Satmıyorum işte ! Riskten kaçınma olarak tanımlanan ikinci kuramsal sonuç, kazanç olası olduğunda riskten kaçanların, kayıp olası olduğunda riske koştuğunun kanıtlanması. (Yazının girişindeki bahis örneğini bu kuramsal sonuçla ilişkili olarak tekrar okuyabilirsiniz.) Kahneman’ın “kaçan kuş büyük olur” (ya da “eldeki bir kuş daha bir kuştur daldaki iki baykuştan”/Brecht-Can Yücel) gibisinden tercüme edilebilecek bu etkiye bir örneği Richard Thaler’dan aktarma: Bir şarapçı dükkanına gittiniz. Dükkan sahibi, yıllanmış bir şaraba 200 dolar verdiğiniz halde, şarabı size satmıyor. Ama siz ona aynı şarabı götürüp satmaya kalksanız, 100 dolar bile vermiyor.
Vermek mi zor, almak mı zor? Temel ekonomik varsayımlara aykırı gözüken aradaki farktan Kahneman’ın çıkardığı sonuç şu: Klasik teori, şaraba sahip olmak ya da olmamak üzerinden kararı açıklardı. Oysa, burada, değişim, faydayı belirliyor: Vermek mi zor, almak mı zor?

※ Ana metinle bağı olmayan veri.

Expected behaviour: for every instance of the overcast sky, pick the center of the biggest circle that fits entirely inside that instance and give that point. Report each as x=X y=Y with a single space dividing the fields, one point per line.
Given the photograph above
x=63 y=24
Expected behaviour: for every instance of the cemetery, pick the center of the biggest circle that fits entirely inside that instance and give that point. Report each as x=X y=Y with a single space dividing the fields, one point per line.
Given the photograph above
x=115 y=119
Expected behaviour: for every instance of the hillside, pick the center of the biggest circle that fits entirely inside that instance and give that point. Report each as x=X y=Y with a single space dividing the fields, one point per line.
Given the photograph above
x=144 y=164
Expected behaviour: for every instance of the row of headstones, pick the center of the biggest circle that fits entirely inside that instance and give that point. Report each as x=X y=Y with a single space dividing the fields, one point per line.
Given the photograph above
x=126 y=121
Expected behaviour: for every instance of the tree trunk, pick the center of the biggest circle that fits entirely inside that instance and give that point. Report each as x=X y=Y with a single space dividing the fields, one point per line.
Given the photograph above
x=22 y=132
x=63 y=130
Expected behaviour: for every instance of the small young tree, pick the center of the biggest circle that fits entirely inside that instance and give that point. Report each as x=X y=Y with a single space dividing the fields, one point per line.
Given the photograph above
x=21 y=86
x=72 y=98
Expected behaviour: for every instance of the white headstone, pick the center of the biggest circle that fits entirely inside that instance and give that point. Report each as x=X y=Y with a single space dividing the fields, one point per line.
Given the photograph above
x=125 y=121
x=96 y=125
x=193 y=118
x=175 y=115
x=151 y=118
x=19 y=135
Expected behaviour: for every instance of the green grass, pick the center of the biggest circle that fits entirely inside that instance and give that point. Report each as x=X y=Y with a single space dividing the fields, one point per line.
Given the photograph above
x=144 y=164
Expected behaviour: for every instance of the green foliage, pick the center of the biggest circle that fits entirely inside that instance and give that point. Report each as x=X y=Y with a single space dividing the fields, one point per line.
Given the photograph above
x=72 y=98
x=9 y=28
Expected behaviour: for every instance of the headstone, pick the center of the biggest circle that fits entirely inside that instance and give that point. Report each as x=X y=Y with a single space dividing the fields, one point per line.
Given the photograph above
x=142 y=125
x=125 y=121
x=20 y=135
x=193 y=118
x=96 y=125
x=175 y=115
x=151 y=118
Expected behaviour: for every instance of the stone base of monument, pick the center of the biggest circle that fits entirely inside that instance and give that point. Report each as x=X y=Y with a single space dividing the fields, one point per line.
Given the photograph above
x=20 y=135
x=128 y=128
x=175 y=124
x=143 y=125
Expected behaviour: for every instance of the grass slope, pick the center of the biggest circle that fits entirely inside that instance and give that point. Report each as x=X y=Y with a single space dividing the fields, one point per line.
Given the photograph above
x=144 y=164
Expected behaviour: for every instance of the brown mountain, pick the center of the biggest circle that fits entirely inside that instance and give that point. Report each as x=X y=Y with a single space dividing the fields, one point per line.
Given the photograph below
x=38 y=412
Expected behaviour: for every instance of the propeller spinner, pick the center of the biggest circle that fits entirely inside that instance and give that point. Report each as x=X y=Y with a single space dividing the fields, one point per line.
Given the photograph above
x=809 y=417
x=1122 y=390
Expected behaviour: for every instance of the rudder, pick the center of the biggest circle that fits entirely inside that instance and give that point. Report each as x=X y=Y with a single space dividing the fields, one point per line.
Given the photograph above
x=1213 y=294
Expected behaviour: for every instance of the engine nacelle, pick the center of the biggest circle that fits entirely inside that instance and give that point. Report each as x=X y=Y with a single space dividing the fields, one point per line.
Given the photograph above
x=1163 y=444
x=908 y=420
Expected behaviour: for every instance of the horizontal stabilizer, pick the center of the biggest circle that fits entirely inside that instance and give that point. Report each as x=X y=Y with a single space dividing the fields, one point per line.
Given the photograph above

Bir kere ikisi eşit değil. Vermek, almaktan daha yüklü; çünkü kaybetme riskini getiriyor. Kayıptan (ve riskten) kaçınma, statükoyu muhafaza gibi mekanizmalar kazancı sağlama alma yönünde, satıcının şarabı elinde tutmasını doğuruyor. Bireyin beyninde, vermek ve almak arasındaki ilk çekilmenin izini bebeklikte takıntıların ortaya çıktığı zamanlar sürersek (yok, Kahneman bu şekilde dağıtmıyor meseleyi, ben öyle yapıyorum), hangi şarapçılar ellerindekini satmazı ben size söyleyeyim. Bebekliğinde kabızlık problemi çekip, yemek seçmiş olanlar. Bir başka yazıda, bu spekülasyonun hesabını veririm!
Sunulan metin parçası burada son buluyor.